Lucy, a longtime friend, talked about the challenge of getting clarity. After the conversation had moved on to other topics, she circled back to say, with urgency in her voice, that a phrase kept coming into her mind: black-and-white thinking. That’s a cognitive distortion, a warped thinking pattern where one can’t see nuance, options, and different viewpoints and interpretations. Everything in life is simply black or white, on or off, virtuous or evil, Nothing in moderation.

This took me aback: was my thinking irrational? I respect her clarity and added her words to Thomas'. Was my quest to get off the drug dangerous? Couldn’t I just try it one more time? Tweak my procedure a bit and get a different result? Or had I made the definitive trial and found an undeniable need for the drug?

Do I need to SWIM!  (Stop Whining Instantly, Mary!)? I’ve been relatively stable for over ten years. The meds and therapy have kept me out of the hospital.

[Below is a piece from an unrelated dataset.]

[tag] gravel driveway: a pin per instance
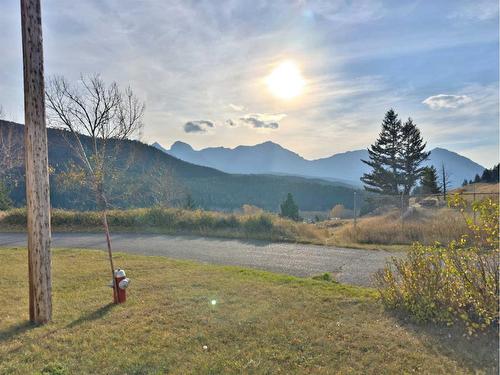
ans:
(349, 266)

I’ve been able to function, live a full life, even find joy and happiness. What is this impulse to cut back, to take none of this particular medication?

Is it insanity to try to taper down again? Can I find peace and clarity after 25 years of struggle against any and all psych meds?

I haven’t admitted this specific struggle to many. I wouldn’t have brought it up in the group except that I was confident that no one in the group would look to my example and stop taking their meds. I’m 63 years old. I present as a mature adult who has made peace with her circumstances. I’m not a reckless teenager, or am I?